On our last evening on Don Khone we head to the dolphin lookout. This turns out to be an absolutely stunning part of the river where the Mekong slows down and widens out so much that it resembles a beach. If you want somewhere to sit, swim, or just enjoy the view head here instead of the waterfall. We arrive just as the sun is setting over the mountains behind the river, making for some great sunset photography. If that’s not your style there are also boats waiting to take you out to look for the rare Irrawaddy dolphins that live in this part of Laos.

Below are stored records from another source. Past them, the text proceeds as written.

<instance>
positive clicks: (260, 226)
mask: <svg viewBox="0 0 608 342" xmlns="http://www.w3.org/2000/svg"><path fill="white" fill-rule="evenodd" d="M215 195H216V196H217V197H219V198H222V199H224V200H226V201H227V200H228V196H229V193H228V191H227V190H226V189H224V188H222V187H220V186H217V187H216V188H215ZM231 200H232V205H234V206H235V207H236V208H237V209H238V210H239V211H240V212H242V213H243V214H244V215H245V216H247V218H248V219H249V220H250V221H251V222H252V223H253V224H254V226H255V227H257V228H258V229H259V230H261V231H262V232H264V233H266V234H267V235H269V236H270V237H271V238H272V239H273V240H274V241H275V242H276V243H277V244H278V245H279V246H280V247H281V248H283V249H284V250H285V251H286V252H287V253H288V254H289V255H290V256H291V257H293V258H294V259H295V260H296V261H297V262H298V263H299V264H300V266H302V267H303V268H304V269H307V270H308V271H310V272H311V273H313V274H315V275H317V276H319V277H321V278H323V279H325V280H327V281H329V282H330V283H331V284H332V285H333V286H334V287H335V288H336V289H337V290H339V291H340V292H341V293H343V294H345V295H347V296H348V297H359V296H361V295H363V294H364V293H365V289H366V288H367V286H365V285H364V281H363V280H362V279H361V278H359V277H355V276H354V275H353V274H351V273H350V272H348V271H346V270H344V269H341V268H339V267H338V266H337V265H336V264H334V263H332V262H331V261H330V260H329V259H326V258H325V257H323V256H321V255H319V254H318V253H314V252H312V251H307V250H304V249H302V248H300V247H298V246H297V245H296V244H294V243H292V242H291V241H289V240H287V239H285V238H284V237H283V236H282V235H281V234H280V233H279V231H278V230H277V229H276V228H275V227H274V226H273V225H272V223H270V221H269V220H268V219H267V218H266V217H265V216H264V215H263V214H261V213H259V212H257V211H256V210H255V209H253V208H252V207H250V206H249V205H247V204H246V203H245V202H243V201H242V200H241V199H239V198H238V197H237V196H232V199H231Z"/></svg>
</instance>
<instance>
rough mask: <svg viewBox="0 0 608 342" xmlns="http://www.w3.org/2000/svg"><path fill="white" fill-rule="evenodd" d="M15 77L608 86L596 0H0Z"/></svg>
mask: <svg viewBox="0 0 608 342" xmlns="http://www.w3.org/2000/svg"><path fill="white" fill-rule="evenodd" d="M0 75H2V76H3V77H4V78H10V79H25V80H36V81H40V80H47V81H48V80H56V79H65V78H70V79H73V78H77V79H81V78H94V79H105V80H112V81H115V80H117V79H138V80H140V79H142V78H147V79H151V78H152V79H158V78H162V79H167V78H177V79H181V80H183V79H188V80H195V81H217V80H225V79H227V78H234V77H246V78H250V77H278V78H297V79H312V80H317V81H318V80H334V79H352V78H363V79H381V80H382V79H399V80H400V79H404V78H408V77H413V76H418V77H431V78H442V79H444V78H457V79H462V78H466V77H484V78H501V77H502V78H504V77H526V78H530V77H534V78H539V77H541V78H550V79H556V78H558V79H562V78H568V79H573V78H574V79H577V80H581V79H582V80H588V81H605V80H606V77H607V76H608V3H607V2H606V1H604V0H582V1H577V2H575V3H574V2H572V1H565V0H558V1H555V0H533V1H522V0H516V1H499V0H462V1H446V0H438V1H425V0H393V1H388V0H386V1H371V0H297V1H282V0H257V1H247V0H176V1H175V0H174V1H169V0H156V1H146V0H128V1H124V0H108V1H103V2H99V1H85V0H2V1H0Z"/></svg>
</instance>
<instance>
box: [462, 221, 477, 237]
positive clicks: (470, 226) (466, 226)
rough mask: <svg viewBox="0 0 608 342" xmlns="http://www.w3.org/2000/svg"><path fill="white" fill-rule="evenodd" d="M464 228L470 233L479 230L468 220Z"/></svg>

Apart from those two sites, there’s not a lot to do on Don Khone other than to kick back and relax. In between lounging on our riverside deck, we went for long walks or runs through the surrounding villages. The accommodation and restaurants on Don Khone are packed into a short 2km strip, and as soon as you pass through it farms and small local villages surround you. It’s fascinating to see how they make their lives on the banks of the river. Walk past during the morning or afternoon and you’ll see men bringing in the fishing catch, women feeding pigs and children playing soccer or mucking around in the river.
We spent six days lazing on Don Khone, and for us it made the perfect, chilled out stopover before we tackled more adventurous pursuits – motorbiking through Southern Laos.
Getting there: We crossed over from Cambodia into the 4000 Islands. Our ticket cost us 27 USD each from Siem Reap to Nakasang (the port town from which you access the islands). This was 2 -3 USD more expensive than normal because we were travelling during Chinese New Year. Be careful when booking your bus ticket in Siem Reap: some buses stop overnight at a town near the border so your trip will take you 2 days. On the plus side, this does mean you’ll arrive on Don Det during the day. The boat from Nakasang to Don Det cost us 30 000 LAK. Since we arrived at night we had no other option than the one open tour operator, but if you arrive during the day you could walk down to the port and ask around, probably saving yourself a few dollars. Sleep: We stayed at Nok Noy guesthouse for around 9 USD for a room with a private bathroom and cold shower. There’s a deck with hammocks out the front of the room and the restaurant is a great place to hang out. There is free wifi; it’s patchy but no worse than anything else on the island.